Creating PDF Documents Using LibreOffice and Python

This post is a supplement to a talk I’m giving at PyOhio about using Python to create PDFs “the lazy way”. It’s the first of a series on this subject which is a bit too big for just one blog post.

In the talk and in this series, I advocate a technique for creating PDFs that uses LibreOffice (or OpenOffice) to do most of the hard work, and I contrast that to the common solution of using ReportLab (or a library like it).

This technique offers some unique benefits, and in some common use cases—most importantly, perhaps in your case—it can be much more efficient than the alternative. I’ll compare and contrast the two in another blog post. In this post I just want to describe the technique I’m advocating.

Background

Creating PDFs programmatically is a task most Python programmers encounter at least once.

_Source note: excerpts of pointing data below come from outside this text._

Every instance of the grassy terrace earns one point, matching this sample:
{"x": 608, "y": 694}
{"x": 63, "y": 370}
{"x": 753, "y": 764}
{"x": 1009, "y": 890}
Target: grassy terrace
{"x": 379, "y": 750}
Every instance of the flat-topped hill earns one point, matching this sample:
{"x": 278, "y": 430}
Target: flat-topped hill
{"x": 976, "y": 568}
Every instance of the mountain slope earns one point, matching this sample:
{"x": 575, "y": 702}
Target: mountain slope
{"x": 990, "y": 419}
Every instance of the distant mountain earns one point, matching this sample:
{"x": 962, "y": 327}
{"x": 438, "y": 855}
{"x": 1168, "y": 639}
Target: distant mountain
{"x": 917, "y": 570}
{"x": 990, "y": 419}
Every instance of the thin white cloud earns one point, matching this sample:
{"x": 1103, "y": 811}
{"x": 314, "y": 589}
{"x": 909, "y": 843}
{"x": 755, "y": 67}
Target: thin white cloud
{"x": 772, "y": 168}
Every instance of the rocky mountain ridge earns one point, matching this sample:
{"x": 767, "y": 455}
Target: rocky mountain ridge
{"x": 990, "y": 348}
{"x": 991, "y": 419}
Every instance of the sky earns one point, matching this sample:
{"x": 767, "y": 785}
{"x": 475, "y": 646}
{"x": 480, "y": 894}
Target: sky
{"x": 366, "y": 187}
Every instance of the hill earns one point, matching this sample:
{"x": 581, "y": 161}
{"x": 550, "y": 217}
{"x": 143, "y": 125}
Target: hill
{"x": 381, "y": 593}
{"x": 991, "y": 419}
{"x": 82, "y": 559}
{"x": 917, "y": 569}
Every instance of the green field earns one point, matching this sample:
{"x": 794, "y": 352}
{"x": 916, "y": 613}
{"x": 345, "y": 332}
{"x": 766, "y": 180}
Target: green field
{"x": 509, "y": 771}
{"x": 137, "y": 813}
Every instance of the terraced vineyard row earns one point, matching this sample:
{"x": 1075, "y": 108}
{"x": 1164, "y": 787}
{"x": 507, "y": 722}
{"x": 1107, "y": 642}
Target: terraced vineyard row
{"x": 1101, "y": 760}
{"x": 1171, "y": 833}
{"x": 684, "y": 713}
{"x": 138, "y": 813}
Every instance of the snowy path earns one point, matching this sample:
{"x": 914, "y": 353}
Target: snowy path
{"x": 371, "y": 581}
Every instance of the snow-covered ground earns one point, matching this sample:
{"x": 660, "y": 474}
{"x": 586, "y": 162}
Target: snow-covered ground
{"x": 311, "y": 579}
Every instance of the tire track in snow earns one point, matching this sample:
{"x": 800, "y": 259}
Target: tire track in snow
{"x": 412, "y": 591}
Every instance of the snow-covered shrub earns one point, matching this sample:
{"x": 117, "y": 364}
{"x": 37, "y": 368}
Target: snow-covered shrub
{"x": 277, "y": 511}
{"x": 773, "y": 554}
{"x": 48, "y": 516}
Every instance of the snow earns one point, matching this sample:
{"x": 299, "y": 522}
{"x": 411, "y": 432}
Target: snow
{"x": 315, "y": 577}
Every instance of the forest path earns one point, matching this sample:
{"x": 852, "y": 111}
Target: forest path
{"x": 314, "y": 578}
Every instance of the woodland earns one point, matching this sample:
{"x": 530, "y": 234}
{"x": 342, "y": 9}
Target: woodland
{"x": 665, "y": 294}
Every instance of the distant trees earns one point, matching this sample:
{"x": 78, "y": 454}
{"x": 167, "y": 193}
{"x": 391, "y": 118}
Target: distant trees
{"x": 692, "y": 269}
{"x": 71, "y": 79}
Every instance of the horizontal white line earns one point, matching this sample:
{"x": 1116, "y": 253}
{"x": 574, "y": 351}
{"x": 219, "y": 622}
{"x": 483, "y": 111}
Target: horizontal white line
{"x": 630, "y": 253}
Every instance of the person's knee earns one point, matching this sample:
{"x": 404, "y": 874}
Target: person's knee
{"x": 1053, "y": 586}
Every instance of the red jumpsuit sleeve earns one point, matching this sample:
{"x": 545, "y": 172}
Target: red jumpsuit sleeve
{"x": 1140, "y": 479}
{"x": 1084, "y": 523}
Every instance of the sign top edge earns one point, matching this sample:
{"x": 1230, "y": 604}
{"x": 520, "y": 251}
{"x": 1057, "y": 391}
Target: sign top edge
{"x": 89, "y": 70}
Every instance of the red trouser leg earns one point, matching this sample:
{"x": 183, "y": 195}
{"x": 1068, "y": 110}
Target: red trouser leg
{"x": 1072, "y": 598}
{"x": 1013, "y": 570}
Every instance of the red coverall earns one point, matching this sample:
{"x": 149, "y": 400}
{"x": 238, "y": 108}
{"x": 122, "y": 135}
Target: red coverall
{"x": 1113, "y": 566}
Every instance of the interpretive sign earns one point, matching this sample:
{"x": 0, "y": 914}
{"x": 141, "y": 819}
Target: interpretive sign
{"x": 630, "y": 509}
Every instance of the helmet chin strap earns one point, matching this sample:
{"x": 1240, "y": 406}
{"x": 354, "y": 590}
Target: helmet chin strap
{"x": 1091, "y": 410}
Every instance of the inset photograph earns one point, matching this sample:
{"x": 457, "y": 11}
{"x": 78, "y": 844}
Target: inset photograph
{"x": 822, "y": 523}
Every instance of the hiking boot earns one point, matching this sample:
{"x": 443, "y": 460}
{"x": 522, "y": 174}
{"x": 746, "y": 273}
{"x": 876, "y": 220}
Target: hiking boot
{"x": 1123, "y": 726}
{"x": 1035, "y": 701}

When I talk about creating PDFs programmtically, I’m thinking of the situation where one wants to create a lot of PDFs that follow a template. For instance, you might work for a bank that wants to produce end-of-month account statements for each of its 100,000 customers. The cover page will always contain the bank’s logo, some legal boilerplate, the month and year, and a bland stock photo 17068-a-woman-and-older-man-sitting-at-a-table-pvof happy customers doing something  unrelated to banking, like this one.

The first page after that will be a summary of the customer’s accounts, and then subsequent pages contain information about the account—a list of transactions, changes in values of stocks, etc.

Each PDF will be different, but similar because they follow a template. Computers are great for this sort of thing, and this technique is particularly good at it. As I said above, I’ll tell you why I think it’s good in another blog post. For now, I want to stop talking mysteriously about “the technique” and actually describe it.

Outline

Here’s a concise outline. Don’t worry if you don’t understand all the steps; they’re fleshed out below.

  1. Create a LibreOffice document that will serve as a template for the documents you want to create. (Note: I mean “template” in the general sense of a form or skeleton, not a LibreOffice .ott template file.)
  2. Unzip that document.
  3. Manipulate the document’s XML using standard Python libraries.
  4. Zip the modified files into a new LibreOffice .odt file.
  5. Ask LibreOffice to export the document in PDF format.

Let’s go through these step by step. I encourage you to follow along. We’re not going to write a single line of Python code, just explore a process. Writing Python would come later when you automate steps 2 – 5.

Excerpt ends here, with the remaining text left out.